61. The use of any one of claims 56-60 wherein the EPC are isolated from a population of cells wherein the population of cells is selected from blood, bone marrow, umbilical cord, lymphoid tissue, epithelia, thymus, liver, spleen, cancerous tissues, lymph node tissue, infected tissue, fetal tissue and fractions or enriched portions thereof.

62. An isolated EPC cell that has been isolated according to any one of claims 1-55 that expresses CD105.

63. A method of establishing a stem cell line comprising incubating a starting population of cells comprising stem cells with an effective amount of an agent that inhibits TC-PTP.

64. A culture medium for ex vivo expansion of stem cells comprising an agent that inhibits TC-PTP.
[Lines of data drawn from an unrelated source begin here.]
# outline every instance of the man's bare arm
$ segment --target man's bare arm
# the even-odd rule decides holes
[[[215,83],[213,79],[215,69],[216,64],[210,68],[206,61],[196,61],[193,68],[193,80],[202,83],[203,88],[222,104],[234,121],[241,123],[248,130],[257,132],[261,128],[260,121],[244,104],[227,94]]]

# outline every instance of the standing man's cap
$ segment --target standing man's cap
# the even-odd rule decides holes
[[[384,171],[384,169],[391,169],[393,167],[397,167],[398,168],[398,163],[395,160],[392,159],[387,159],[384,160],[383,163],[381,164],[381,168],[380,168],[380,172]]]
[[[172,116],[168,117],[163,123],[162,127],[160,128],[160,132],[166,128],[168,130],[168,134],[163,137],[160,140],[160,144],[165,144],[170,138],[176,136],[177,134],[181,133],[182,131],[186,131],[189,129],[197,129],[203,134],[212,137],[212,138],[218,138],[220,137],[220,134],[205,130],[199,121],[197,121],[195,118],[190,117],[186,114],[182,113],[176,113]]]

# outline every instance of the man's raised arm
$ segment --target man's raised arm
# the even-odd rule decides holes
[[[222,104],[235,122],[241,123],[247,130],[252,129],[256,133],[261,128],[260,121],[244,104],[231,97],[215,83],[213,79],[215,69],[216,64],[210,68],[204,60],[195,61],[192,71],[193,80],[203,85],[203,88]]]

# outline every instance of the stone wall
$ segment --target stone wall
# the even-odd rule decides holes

65. The culture medium of claim 64 wherein the agent that inhibits TC-PTP is selected from a phosphatase inhibitor, a vanadate compound, a small molecule, an antisense nucleic acid, and a RNAi sequence.

66. Use of isolated endothelial precursor cells for revascularizing ischemic tissue wherein the endothelial precursor cells are isolated using a method of any one of claims 33-55.

67. Use of isolated endothelial precursor cells for treating occluded coronary arteries wherein the endothelial precursor cells are isolated using a method of any one of claims 33-55.

68. Use of an agent that inhibits TC-PTP for increasing stem cells in an animal in need thereof.

69. Use of an agent that inhibits TC-PTP for the manufacture of a medicament for increasing stem cells in an animal in need thereof.

70. The use of any one of claims 68 or 69 for enhancing revascularization comprising administering an agent that inhibits TC-PTP to an animal in need thereof.

71. The use of claim 68 or 69 for the manufacture of a medicament for enhancing revascularization.

72. The use of claim 68 or 69 for treating ischemia.

73. The use of claim 72 wherein the ischemia is acute.

74. The use of claim 68 or 69 for treating a vessel disease.

75. The use of claim 68 or 69 for treating a hematopoietic cell disorder.

76. The use of claim 68 or 69 wherein the animal receives a bone marrow transplant.

77. The use of claim 68 or 69 wherein the agent that inhibits TC-PTP is a small molecule inhibitor.

78. The use of claim 68 or 69 wherein the small molecule inhibitor is a thioxothiazolidinone compound.

79. The use of claim 68 or 69 wherein the agent is 5-[(4-hydroxy-3- methoxy-5-nitrophenyl)methylene]-3-(m-chlorophenyl) -2-thioxo-4- thiazolidinone.

80. The use of claim 68 or 69 wherein the agent that inhibits TC-PTP is a RNAi sequence.

81. The use of claim 68 or 69 wherein the agent that is a vanadate compound.

82. The use of claim 68 or 69 wherein the agent is administered locally.

83. The use of claim 68 or 69 wherein the agent is administered systemically.

84. A method of identifying substances which can inhibit TC-PTP comprising the steps of:

(b) assaying for TC-PTP activity, wherein decreased TC- PTP activity relative to control indicates the test substance is capable of inhibiting TC-PTP.